According to the Incibe, the attacks registered until September of this year (90,000) already double those registered throughout 2015. The latest Akamai security report, the DDoS attacks have broken all records and "have grown by 138%" , point out in their report on the state of security in the third quarter of 2016.

To date, the most powerful scored are two with 555 Gbps and 623 Gbps and have a responsible behind: Mirai. "This is a 'malware' with the ability to launch massive denial of service attacks using multiple or millions of devices connected to the Internet and that are unprotected," says Roberto Vilela, director of Services and Solutions at Techco Security. The small Chinese company Hangzhou Xiongma has become the unexpected protagonist actor, since the hackers used their connected DVD devices and IP cameras to collapse the internet last October.

However, Flashpoint analysts have carefully analyzed the attack that shook the bowels of the Internet and its conclusion is that it is "amateur hackers and not the government of a nation." "People often do not take long to blow up conspiracy theories," recalls John Shaw.
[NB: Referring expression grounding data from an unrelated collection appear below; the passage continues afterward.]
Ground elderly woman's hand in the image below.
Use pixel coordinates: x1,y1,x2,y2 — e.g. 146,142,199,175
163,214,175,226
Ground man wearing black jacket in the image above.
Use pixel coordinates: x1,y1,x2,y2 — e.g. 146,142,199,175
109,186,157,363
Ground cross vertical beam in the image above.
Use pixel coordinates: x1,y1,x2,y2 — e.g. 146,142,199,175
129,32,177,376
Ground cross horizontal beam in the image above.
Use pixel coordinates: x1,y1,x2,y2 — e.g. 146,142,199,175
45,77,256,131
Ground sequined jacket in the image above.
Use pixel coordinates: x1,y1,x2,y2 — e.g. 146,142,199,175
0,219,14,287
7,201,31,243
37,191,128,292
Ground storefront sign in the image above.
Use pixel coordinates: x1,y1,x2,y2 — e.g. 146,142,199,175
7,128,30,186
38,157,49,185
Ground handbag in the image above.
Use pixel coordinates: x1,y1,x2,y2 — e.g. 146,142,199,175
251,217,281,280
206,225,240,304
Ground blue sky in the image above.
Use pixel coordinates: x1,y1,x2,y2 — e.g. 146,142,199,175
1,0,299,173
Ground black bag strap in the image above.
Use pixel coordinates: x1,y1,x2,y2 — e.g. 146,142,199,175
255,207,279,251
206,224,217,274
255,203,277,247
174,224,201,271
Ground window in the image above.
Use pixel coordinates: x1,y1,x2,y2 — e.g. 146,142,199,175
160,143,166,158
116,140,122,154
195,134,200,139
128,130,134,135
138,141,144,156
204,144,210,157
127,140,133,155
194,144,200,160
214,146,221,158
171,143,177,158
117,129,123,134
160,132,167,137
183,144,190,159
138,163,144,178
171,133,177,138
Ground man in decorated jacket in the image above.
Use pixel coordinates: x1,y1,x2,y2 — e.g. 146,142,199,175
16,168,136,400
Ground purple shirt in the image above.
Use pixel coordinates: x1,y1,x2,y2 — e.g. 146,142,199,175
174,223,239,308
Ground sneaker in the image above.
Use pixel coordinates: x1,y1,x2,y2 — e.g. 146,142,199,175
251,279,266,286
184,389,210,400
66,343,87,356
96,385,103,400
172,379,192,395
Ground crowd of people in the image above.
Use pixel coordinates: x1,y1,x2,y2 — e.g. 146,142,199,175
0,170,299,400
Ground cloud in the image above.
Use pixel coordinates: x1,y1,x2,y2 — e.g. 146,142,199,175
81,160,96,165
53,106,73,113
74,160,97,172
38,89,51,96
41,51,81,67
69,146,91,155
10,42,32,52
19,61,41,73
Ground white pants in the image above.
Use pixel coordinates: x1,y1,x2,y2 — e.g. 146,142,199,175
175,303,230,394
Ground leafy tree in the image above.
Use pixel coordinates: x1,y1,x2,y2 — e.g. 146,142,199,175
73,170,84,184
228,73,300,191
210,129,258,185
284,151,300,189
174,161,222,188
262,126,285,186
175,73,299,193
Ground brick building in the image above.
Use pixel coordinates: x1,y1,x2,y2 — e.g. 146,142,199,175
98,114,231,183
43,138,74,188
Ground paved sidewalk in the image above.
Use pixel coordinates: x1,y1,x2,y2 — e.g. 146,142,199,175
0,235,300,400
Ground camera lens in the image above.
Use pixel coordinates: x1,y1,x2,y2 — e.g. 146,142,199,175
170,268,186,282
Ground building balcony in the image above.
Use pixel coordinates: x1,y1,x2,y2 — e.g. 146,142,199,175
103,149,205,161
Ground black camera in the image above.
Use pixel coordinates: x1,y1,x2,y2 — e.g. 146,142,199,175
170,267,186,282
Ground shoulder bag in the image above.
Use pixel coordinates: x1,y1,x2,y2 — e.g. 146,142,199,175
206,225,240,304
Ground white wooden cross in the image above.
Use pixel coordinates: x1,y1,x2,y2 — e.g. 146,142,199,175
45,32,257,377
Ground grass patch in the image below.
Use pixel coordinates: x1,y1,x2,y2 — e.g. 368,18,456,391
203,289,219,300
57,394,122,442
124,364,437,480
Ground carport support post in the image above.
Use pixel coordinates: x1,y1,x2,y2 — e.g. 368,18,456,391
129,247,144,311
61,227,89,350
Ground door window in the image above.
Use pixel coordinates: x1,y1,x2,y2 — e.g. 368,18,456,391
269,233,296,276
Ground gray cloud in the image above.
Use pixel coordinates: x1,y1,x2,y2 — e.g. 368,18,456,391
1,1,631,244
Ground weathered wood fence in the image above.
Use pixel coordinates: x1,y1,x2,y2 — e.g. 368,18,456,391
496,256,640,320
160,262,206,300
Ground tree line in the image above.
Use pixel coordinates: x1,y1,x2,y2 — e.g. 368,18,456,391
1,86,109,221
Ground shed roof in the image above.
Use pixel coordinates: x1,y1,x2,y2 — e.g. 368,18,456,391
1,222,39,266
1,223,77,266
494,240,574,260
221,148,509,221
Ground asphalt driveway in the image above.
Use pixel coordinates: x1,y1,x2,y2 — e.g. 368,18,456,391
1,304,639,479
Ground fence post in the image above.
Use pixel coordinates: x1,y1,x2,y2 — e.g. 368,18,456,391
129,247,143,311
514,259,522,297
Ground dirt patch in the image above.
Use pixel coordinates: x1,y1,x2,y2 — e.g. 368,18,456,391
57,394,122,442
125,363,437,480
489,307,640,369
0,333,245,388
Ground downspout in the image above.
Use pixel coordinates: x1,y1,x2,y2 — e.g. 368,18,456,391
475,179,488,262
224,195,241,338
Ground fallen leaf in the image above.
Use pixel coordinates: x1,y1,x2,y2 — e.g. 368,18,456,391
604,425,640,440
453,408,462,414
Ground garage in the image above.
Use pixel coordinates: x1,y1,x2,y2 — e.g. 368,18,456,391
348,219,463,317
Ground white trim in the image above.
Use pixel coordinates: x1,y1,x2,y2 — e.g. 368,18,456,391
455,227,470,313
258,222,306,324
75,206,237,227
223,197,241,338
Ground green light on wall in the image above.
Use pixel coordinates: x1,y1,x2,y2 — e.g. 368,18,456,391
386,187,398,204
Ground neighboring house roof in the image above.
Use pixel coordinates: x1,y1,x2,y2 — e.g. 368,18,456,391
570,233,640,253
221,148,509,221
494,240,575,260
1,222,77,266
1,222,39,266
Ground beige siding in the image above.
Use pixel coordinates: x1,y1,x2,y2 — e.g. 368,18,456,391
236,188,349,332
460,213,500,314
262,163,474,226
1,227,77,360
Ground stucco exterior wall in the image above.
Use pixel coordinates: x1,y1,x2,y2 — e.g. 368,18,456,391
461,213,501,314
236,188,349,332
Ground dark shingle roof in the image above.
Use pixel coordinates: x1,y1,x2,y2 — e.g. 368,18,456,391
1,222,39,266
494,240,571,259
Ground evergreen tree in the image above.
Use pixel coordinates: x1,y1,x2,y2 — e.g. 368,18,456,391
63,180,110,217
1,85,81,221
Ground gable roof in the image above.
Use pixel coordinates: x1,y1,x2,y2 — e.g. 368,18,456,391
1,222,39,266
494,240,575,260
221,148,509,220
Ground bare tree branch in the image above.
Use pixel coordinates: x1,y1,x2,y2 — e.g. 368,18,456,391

Alarming data that started with the 'worm' Stuxnet. Known as the first weapon of the war that infected almost 100,000 computers. A silent virus distributed by USB that spied and reprogrammed industrial systems in Iran, India, the United States and Australia. A simple action that can intercept a high security connection. Although in recent years the espionage has been sophisticated to achieve the creation of silent software installed at the factory.

The silent spies

The use of USB has become outdated, after recently Adups, a Chinese company, developed a system capable of monitoring contact data, location, SMS or calls from millions of phones. Brands like Huawei or ZTE are two of those affected by this silent spy. The computer companies of the Asian company took advantage of a back door of the "firmware" of the device to control all contacts with Beijing, as revealed this week 'The Wall Street Journal'.

Kryptowire, a security company, has reported through its blog the inclusion of programs made to take the content of messages and send them to servers every 72 hours.

A problem that has gone unnoticed by users, but can only solve this security hole with future updates of 'firmware' to be launched by the companies involved. Although the prevention and, especially, the granting of permits to applications downloaded on smartphones are two essential keys to keep privacy safe, as assured by the experts contacted by this means.